文学異世界
壱話 始まりは静寂のうちに
木漏れ日が射し込む図書館、その独特の雰囲気は発言はおろか、行動さえも停止させてしまう。
 いわば絶対領域。しかも空調管理もされ、夏は涼しく、冬は暖かに、今は前者なので涼しいわけだが、快適すぎて永遠にここにいられそうな気までしてしまう。
 机の上に積み上げた本。それは文学小説と呼ばれる類の小説で今はあまり好んで読まれなくなっているらしい。
 その一ページには著者の思いが詰まっている。それを毎回目を閉じ本を開く――。
 目を開くと眩い光に目が痛む。少し時間が経つと、その場所の全貌が明らかになる。
 広大な草原、嫌になる程晴れた空、おまけに今凭れ掛かっている木も、見たこともないくらいに大きい。
 それにもかかわらず、土で汚れたジーンズ、灰色のパーカー、野球の贔屓しているチームのキャップ。辺りに人は見当たらないが、この景色には溶け込めていない。
「なんだこれ」
 先程まで図書館で本を読んでいたのに、次の瞬間にはこのザマだ。特別何かした訳ではない。なのにこのザマだ。
「⋯⋯ なんでだ!」
 広大な草原に不満をぶつけても、何も解決しないのだが、叫ばずにはいられなかった。
自分広岡括弧は別次元に転移してしまったみたいだ。
「あの、ここって何処なんでしょうか?」
 日の位置を見るに、真昼間から同じく草原に横たわり日向ぼっこに明け暮れる男にそう質問した。

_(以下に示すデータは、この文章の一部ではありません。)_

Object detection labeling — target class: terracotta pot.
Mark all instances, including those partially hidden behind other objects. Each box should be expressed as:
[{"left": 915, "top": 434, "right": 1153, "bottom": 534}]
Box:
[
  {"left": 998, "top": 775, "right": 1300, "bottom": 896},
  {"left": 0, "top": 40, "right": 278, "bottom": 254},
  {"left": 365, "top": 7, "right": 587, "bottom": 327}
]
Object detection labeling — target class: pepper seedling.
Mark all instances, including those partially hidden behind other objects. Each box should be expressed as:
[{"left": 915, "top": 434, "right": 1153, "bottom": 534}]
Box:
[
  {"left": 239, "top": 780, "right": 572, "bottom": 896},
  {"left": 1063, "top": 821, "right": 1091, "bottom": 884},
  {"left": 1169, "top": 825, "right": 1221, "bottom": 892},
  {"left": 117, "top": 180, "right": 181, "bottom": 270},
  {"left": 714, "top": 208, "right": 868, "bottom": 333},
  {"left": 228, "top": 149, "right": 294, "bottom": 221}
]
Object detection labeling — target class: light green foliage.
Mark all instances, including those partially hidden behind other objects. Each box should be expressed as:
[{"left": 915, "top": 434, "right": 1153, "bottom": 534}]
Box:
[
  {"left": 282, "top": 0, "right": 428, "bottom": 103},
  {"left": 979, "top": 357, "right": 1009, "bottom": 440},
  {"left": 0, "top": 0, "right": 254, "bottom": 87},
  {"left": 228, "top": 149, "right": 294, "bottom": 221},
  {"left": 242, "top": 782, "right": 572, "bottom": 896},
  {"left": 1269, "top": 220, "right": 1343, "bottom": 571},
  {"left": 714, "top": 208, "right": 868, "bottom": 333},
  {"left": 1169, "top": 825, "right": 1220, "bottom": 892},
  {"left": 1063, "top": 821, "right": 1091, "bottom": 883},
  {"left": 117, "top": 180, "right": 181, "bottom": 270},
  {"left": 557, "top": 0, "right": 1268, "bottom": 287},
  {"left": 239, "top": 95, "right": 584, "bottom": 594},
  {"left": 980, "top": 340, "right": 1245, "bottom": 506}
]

寝起きだったからなのか、自分の大きな声が耳に障ったのかはわからないが、少し不機嫌な顔をしてこちらを見てきた。
「ここかい?島だが、君は異国の民なのか?」
 ヰタ・セクスアリス、なんとも聞き馴染みの深い単語だった。それも図書館で読んでいた本が、彼の森鴎外さんの作品、ヰタ・セクスアリスだった。
「えっと⋯⋯ 」
 ここからどうすればいいのか、勿論無一文だ、住まいもなければ、宿もない。
「君身なりを見るに、宿がないんだろ?」
 心情をピタリと的中され、少しの動揺と微かな希望が同時に押し寄せどうしようもなく混乱している最中、彼はある提案を持ち掛けてきた。
「君、うちで働かないか?」
 今押し寄せてきたのは、先程の感情で表すなら、後者の方の希望だった。
「あなたは?」
 その人物は、顔はシュッとし、話題の塩顔というやつで格好の良い顔立ちはしていたが、少し纏まりのない髪型に、薄汚れた和服装に下駄という現代ではあまり見ない身なりをしていた。
「僕は横溝正史、何でも屋を営んでいる」
 彼の後ろに輝く日は傾いていた。